Encore: Now anyone can fly – even babies!

Encore: Now anyone can fly – even babies!

I know – I have been writing many stories about flying these days. And here’s another one…
Durban last week, Wednesday. The flight up to Durban was wonderful. British Airways. Lovely vegetarian curry – prepared by Woolworths with a little plain chocolate for dessert. Drinks – enough to keep you hydrated and enough legroom to stretch out and feel like you are flying Business Class.

Then, horror of horrors. We needed to change our return flight. We had a last-minute request for a workshop on Friday of last week, so we had to fly back the Thursday evening – and no BA flights, so we booked with…drum roll please…Mango. And try as I might not to be snobbish about flying, the Mango experience is a little peculiar. The space between the seats is terrible. Knees in your back, your knees in someone else’s back – that type of thing. Buy your food…not a problem. Just don’t eat. But others don’t follow suit.

They need to buy those barbecue Fritos or a cup of tea with milk and four sugars!
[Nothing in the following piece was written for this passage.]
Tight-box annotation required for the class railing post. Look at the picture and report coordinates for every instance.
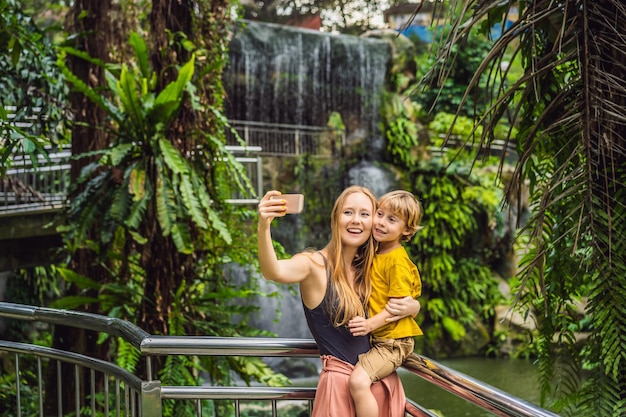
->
[139,380,163,417]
Or those dry cheese and tomato sandwiches.
But, I digress. Gary and I are good with the booking of specific seats. Or, should I say our travel agent is. She knows we like aisle seats so she pre-books us on two opposite aisle seats.  This time we were in 6C and D. The flight was full, and in steps a plump white woman (sorry, the plumpness and the whiteness will make sense a little later) with her baby – about three months old. (Should they even be flying at that age?). She asks Gary (in 6D) if she could sit on the aisle with the baby. No problem, sit there if you must.
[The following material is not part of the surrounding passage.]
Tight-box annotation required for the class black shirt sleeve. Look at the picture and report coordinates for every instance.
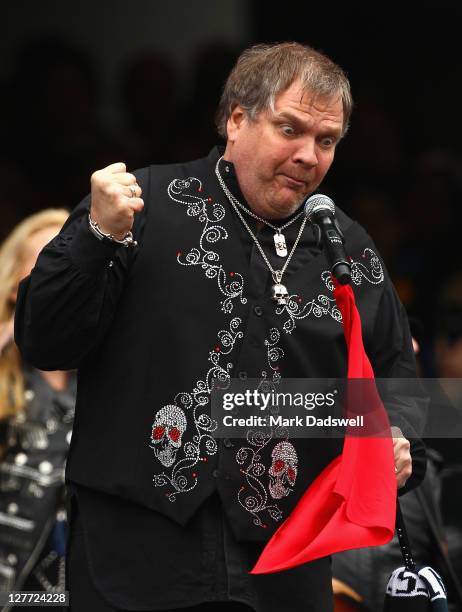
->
[15,170,147,370]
This means he now has a middle seat – 6E! Not any middle seat, mind you, a Mango middle seat! She then asks whether the husband could sit next to her – if Gary wouldn’t mind moving to 7E as they were booked into 6E and 7E, behind each other.
So I said to her but we (Gary & I) are actually flying together and took the time to get the seats we wanted (subtext: why did you not do the same since you knew you were traveling with a three-month young baby?).
So, she backed off Gary and sat, with her big body, with baby, with blanket, trinkets for baby, a sandwich from Wimpy, and often whipping out a breast to feed baby, while Gary sat, decorously, squashed in 6E!

But that is not the clincher – here is what she also tried – she tried to get the man sitting in 7D behind her to also change seats with her so that she and her husband could now sit together in 7D &E! And that was when that old coloured in me came out and thought – no man, I have had enough of this woman! And, it was a reminder of the old regime…uprooting us and all.
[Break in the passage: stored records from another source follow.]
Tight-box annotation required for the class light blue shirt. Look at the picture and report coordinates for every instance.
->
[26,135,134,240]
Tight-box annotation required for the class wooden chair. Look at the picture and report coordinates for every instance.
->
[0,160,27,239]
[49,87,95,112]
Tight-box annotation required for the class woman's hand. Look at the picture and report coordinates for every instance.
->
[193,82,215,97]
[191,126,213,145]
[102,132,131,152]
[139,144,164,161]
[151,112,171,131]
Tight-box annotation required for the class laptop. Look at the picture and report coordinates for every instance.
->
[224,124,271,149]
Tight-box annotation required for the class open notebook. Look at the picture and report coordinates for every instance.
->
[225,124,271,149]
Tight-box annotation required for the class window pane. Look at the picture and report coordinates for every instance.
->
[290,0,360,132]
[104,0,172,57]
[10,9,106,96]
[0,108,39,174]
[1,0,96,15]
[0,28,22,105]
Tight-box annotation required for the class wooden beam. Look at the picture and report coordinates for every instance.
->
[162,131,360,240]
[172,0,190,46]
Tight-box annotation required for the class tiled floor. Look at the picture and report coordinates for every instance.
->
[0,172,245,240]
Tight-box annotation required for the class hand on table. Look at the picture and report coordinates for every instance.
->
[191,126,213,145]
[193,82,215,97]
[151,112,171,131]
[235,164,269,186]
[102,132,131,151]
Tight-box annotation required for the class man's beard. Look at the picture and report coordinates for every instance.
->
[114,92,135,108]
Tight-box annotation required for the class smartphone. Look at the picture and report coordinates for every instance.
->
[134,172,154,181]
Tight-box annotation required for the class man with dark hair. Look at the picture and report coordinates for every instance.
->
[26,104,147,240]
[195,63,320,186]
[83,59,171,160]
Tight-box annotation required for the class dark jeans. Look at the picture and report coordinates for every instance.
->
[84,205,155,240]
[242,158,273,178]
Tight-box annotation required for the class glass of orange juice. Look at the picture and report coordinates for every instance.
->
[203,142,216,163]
Woman, you have, about ten minutes ago, worked on my last nerve and now you are trying my patience to the hilt! This seat you are in (6D) is not yours to negotiate with! It is Gary’s seat that he so amiably gave up for you and your brat! If you want to negotiate, then negotiate with your own seat – 6E! And of course the man in 7D said no thank you to a middle seat, so she had to sit for two hours, fat body and all, trying to make eye contact with me throughout the flight. And I just sat, coldly staring ahead of me, waiting for the “Welcome to Cape Town International Airport” announcement. And I am not one of those persons who make total fools of themselves for babies by goochi-goo-ing and what not for their pleasure. And somehow I do believe that people who have toddlers or babies feel they have some kind of special rights. Me, I do not subscribe to that school of thought.

Now to some this story may seem very snooty, arrogant even, or whatever synonyms you may come up with. As for me, I am way within my rights. I don’t mind helping my fellow human being, but fellow human being must also know when they are unfair or not playing their part in the negotiating. Does that sound so unreasonable?